Sex Pistols Spunk bootleg album, DIY cover from 1977

I bought the Pistols Spunk bootleg from Ace Records on Lower Goat Lane, Norwich in 1977, the very best of any of the punk or later indie record shops in the city. (The other bootleg I remember getting from Colin, following one of those necessarily surreptitious conversations with his regular customers, was Elvis Costello’s fiery Live at the El Mocambo.) There was something great about buying a bootleg then—illegal, rare to find and hear, music for private ears, inner circle. Spunk, a 12″ 33¹/³ RPM album vinyl record, people, had a completely blank white cardboard sleeve.

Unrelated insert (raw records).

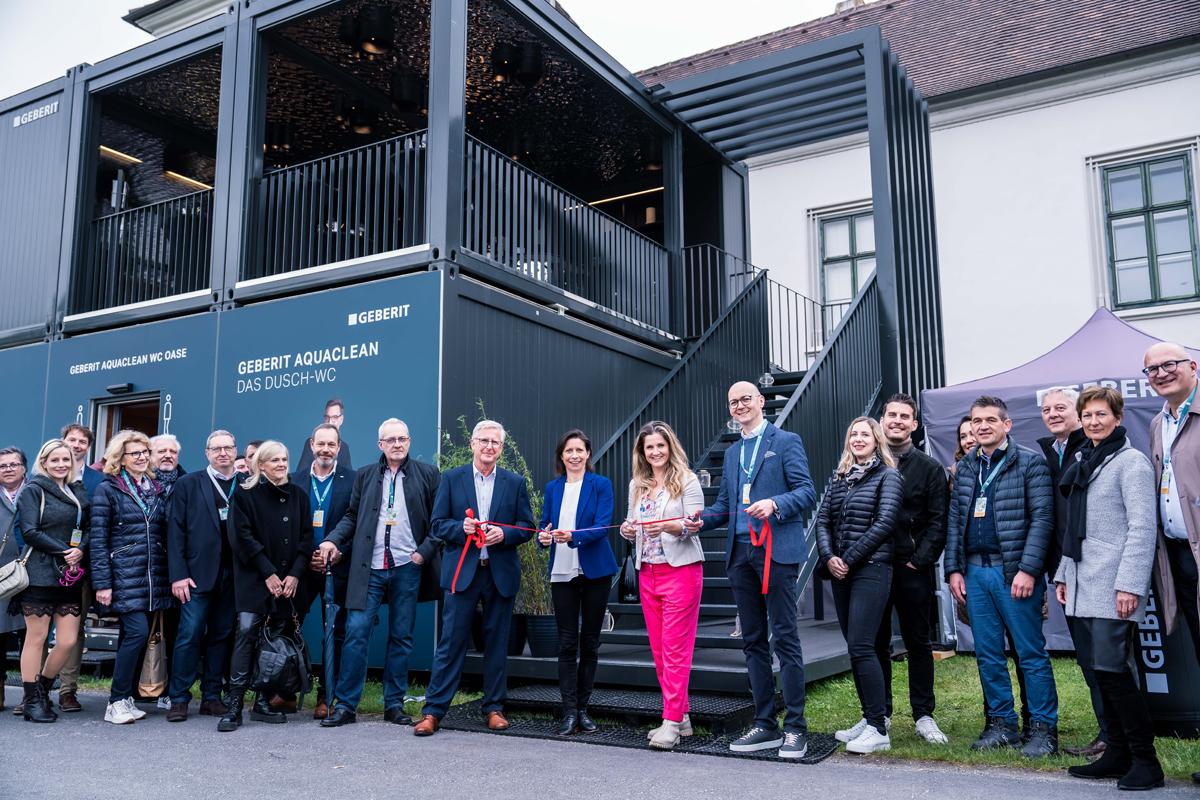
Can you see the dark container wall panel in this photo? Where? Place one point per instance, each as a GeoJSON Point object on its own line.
{"type": "Point", "coordinates": [33, 172]}
{"type": "Point", "coordinates": [537, 380]}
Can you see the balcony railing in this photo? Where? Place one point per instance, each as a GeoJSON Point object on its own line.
{"type": "Point", "coordinates": [525, 223]}
{"type": "Point", "coordinates": [145, 253]}
{"type": "Point", "coordinates": [352, 204]}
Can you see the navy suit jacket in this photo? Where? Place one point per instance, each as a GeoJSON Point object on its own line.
{"type": "Point", "coordinates": [780, 474]}
{"type": "Point", "coordinates": [193, 530]}
{"type": "Point", "coordinates": [592, 518]}
{"type": "Point", "coordinates": [510, 505]}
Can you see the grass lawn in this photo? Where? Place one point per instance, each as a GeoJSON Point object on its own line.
{"type": "Point", "coordinates": [833, 704]}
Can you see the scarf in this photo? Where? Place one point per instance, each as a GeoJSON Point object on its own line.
{"type": "Point", "coordinates": [1075, 479]}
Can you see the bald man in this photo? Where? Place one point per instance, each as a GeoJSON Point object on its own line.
{"type": "Point", "coordinates": [766, 477]}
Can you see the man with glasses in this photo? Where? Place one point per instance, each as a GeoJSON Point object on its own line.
{"type": "Point", "coordinates": [480, 566]}
{"type": "Point", "coordinates": [387, 534]}
{"type": "Point", "coordinates": [335, 415]}
{"type": "Point", "coordinates": [1175, 451]}
{"type": "Point", "coordinates": [766, 479]}
{"type": "Point", "coordinates": [201, 570]}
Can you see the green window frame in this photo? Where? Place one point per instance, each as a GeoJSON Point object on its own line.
{"type": "Point", "coordinates": [1150, 232]}
{"type": "Point", "coordinates": [847, 256]}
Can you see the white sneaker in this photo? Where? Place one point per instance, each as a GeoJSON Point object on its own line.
{"type": "Point", "coordinates": [929, 731]}
{"type": "Point", "coordinates": [684, 728]}
{"type": "Point", "coordinates": [118, 714]}
{"type": "Point", "coordinates": [135, 711]}
{"type": "Point", "coordinates": [869, 741]}
{"type": "Point", "coordinates": [666, 737]}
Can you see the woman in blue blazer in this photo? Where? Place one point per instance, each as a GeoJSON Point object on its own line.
{"type": "Point", "coordinates": [574, 524]}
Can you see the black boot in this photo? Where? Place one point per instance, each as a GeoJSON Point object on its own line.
{"type": "Point", "coordinates": [1145, 773]}
{"type": "Point", "coordinates": [262, 711]}
{"type": "Point", "coordinates": [36, 704]}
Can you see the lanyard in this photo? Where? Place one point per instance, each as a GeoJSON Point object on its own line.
{"type": "Point", "coordinates": [233, 485]}
{"type": "Point", "coordinates": [1183, 416]}
{"type": "Point", "coordinates": [754, 456]}
{"type": "Point", "coordinates": [991, 475]}
{"type": "Point", "coordinates": [137, 495]}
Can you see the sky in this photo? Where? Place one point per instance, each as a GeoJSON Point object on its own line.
{"type": "Point", "coordinates": [41, 38]}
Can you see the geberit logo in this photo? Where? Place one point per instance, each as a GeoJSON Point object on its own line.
{"type": "Point", "coordinates": [377, 314]}
{"type": "Point", "coordinates": [35, 114]}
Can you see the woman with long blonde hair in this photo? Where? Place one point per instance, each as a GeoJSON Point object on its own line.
{"type": "Point", "coordinates": [856, 523]}
{"type": "Point", "coordinates": [669, 560]}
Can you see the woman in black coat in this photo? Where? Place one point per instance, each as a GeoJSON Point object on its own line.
{"type": "Point", "coordinates": [271, 536]}
{"type": "Point", "coordinates": [129, 559]}
{"type": "Point", "coordinates": [53, 523]}
{"type": "Point", "coordinates": [855, 528]}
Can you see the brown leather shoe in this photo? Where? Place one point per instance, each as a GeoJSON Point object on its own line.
{"type": "Point", "coordinates": [67, 702]}
{"type": "Point", "coordinates": [496, 721]}
{"type": "Point", "coordinates": [427, 726]}
{"type": "Point", "coordinates": [214, 709]}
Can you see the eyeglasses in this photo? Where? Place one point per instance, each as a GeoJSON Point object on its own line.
{"type": "Point", "coordinates": [1167, 367]}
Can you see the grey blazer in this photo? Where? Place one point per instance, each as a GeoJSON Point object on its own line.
{"type": "Point", "coordinates": [1119, 552]}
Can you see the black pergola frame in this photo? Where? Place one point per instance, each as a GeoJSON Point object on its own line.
{"type": "Point", "coordinates": [839, 86]}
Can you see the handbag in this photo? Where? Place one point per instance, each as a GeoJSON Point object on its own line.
{"type": "Point", "coordinates": [282, 665]}
{"type": "Point", "coordinates": [15, 575]}
{"type": "Point", "coordinates": [153, 680]}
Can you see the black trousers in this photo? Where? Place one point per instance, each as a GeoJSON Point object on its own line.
{"type": "Point", "coordinates": [859, 599]}
{"type": "Point", "coordinates": [1183, 570]}
{"type": "Point", "coordinates": [912, 596]}
{"type": "Point", "coordinates": [579, 611]}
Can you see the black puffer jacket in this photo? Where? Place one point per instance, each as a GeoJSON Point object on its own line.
{"type": "Point", "coordinates": [858, 523]}
{"type": "Point", "coordinates": [47, 530]}
{"type": "Point", "coordinates": [129, 549]}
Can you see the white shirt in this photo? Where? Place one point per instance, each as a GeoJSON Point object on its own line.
{"type": "Point", "coordinates": [484, 487]}
{"type": "Point", "coordinates": [1169, 504]}
{"type": "Point", "coordinates": [401, 536]}
{"type": "Point", "coordinates": [567, 558]}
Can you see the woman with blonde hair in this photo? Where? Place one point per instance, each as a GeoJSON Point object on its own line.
{"type": "Point", "coordinates": [53, 512]}
{"type": "Point", "coordinates": [271, 536]}
{"type": "Point", "coordinates": [856, 523]}
{"type": "Point", "coordinates": [669, 560]}
{"type": "Point", "coordinates": [129, 559]}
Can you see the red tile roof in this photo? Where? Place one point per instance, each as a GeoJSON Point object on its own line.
{"type": "Point", "coordinates": [952, 46]}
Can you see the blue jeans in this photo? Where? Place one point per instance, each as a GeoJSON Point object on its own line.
{"type": "Point", "coordinates": [991, 608]}
{"type": "Point", "coordinates": [399, 585]}
{"type": "Point", "coordinates": [205, 623]}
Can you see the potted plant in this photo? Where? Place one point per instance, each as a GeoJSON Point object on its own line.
{"type": "Point", "coordinates": [533, 614]}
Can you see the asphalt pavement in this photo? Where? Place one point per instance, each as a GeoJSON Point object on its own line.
{"type": "Point", "coordinates": [81, 757]}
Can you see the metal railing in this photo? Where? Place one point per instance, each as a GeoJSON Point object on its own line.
{"type": "Point", "coordinates": [691, 397]}
{"type": "Point", "coordinates": [798, 326]}
{"type": "Point", "coordinates": [145, 253]}
{"type": "Point", "coordinates": [843, 383]}
{"type": "Point", "coordinates": [521, 221]}
{"type": "Point", "coordinates": [352, 204]}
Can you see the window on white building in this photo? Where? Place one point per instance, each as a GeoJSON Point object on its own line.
{"type": "Point", "coordinates": [1151, 232]}
{"type": "Point", "coordinates": [847, 256]}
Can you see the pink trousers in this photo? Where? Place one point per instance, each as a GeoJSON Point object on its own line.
{"type": "Point", "coordinates": [671, 605]}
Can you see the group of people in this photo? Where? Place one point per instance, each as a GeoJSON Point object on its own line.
{"type": "Point", "coordinates": [1089, 516]}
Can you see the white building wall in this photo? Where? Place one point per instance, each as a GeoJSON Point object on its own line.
{"type": "Point", "coordinates": [1018, 223]}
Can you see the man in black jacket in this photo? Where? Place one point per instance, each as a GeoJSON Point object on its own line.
{"type": "Point", "coordinates": [1061, 417]}
{"type": "Point", "coordinates": [385, 531]}
{"type": "Point", "coordinates": [919, 540]}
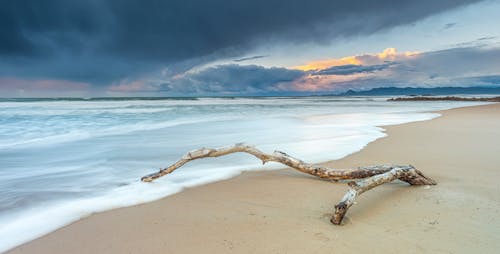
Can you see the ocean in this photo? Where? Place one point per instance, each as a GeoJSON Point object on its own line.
{"type": "Point", "coordinates": [63, 159]}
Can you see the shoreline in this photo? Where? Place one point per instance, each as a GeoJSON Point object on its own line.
{"type": "Point", "coordinates": [54, 241]}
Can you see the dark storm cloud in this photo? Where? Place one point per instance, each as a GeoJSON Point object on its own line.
{"type": "Point", "coordinates": [233, 79]}
{"type": "Point", "coordinates": [473, 66]}
{"type": "Point", "coordinates": [350, 69]}
{"type": "Point", "coordinates": [103, 40]}
{"type": "Point", "coordinates": [249, 58]}
{"type": "Point", "coordinates": [449, 25]}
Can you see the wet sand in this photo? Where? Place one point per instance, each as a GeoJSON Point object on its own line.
{"type": "Point", "coordinates": [284, 211]}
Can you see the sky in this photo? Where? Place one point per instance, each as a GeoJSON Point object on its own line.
{"type": "Point", "coordinates": [59, 48]}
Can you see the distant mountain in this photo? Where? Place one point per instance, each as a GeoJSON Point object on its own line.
{"type": "Point", "coordinates": [415, 91]}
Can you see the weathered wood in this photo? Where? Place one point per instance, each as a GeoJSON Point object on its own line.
{"type": "Point", "coordinates": [277, 156]}
{"type": "Point", "coordinates": [371, 176]}
{"type": "Point", "coordinates": [405, 173]}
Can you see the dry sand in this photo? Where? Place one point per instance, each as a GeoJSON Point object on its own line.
{"type": "Point", "coordinates": [288, 212]}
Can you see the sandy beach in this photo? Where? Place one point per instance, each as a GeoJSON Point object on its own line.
{"type": "Point", "coordinates": [285, 211]}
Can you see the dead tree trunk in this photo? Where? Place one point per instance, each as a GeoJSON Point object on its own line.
{"type": "Point", "coordinates": [371, 176]}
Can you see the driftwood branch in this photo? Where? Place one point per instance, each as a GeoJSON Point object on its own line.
{"type": "Point", "coordinates": [372, 176]}
{"type": "Point", "coordinates": [405, 173]}
{"type": "Point", "coordinates": [277, 156]}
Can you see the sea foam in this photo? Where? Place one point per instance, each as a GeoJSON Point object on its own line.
{"type": "Point", "coordinates": [62, 160]}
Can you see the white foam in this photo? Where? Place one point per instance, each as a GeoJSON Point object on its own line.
{"type": "Point", "coordinates": [314, 130]}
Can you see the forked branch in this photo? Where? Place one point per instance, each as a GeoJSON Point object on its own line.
{"type": "Point", "coordinates": [371, 176]}
{"type": "Point", "coordinates": [277, 156]}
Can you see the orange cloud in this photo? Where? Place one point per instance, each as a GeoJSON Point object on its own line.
{"type": "Point", "coordinates": [389, 54]}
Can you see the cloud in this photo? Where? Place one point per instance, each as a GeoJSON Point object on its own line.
{"type": "Point", "coordinates": [449, 25]}
{"type": "Point", "coordinates": [389, 54]}
{"type": "Point", "coordinates": [249, 58]}
{"type": "Point", "coordinates": [353, 68]}
{"type": "Point", "coordinates": [474, 66]}
{"type": "Point", "coordinates": [104, 41]}
{"type": "Point", "coordinates": [14, 87]}
{"type": "Point", "coordinates": [232, 79]}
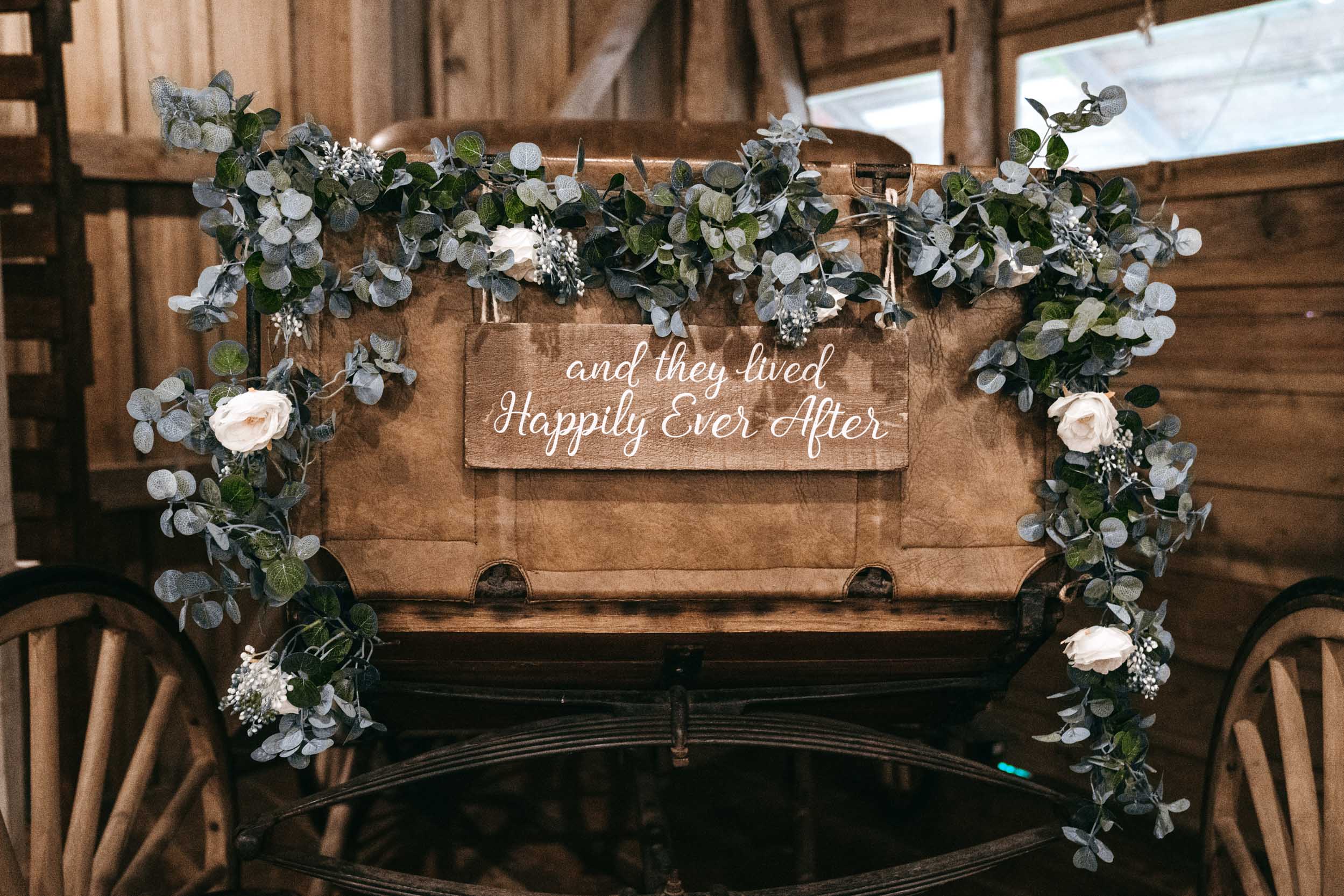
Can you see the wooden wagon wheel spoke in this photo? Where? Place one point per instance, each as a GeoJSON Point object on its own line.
{"type": "Point", "coordinates": [81, 840]}
{"type": "Point", "coordinates": [45, 878]}
{"type": "Point", "coordinates": [1249, 873]}
{"type": "Point", "coordinates": [1332, 759]}
{"type": "Point", "coordinates": [172, 790]}
{"type": "Point", "coordinates": [107, 862]}
{"type": "Point", "coordinates": [1278, 843]}
{"type": "Point", "coordinates": [1301, 824]}
{"type": "Point", "coordinates": [1303, 809]}
{"type": "Point", "coordinates": [167, 825]}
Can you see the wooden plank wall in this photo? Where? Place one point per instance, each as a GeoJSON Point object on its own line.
{"type": "Point", "coordinates": [370, 63]}
{"type": "Point", "coordinates": [1256, 371]}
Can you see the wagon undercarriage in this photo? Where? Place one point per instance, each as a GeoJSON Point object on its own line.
{"type": "Point", "coordinates": [679, 719]}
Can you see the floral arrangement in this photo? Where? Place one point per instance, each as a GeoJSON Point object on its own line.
{"type": "Point", "coordinates": [1077, 249]}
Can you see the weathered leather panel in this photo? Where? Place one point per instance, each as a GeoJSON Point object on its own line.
{"type": "Point", "coordinates": [409, 522]}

After all the late Pistols nonsense and madness—the pretty crappy gig in Cromer 24 December 77, the break-up in the US, the Ronnie Biggs fiasco, the Sid Vicious and Nancy Spungen living then dying nightmare, Every Mistake Imaginable—I took my disappointment out on the bootleg cover. Using stencil letters and a tin of blackboard paint this was my response. I’d say no-one read it bar me. I was an intense teenage believer in subcultural authority and significance. Decades later, it does look pretty punk, you could say, maybe, a visual, textual and emotional transmission of the times. I feel it’s like a surprise, sudden, time-shifting glimpse into my own juvenile mind. This may I guess only matter much to a man who’s now a lot nearer 60 than 16.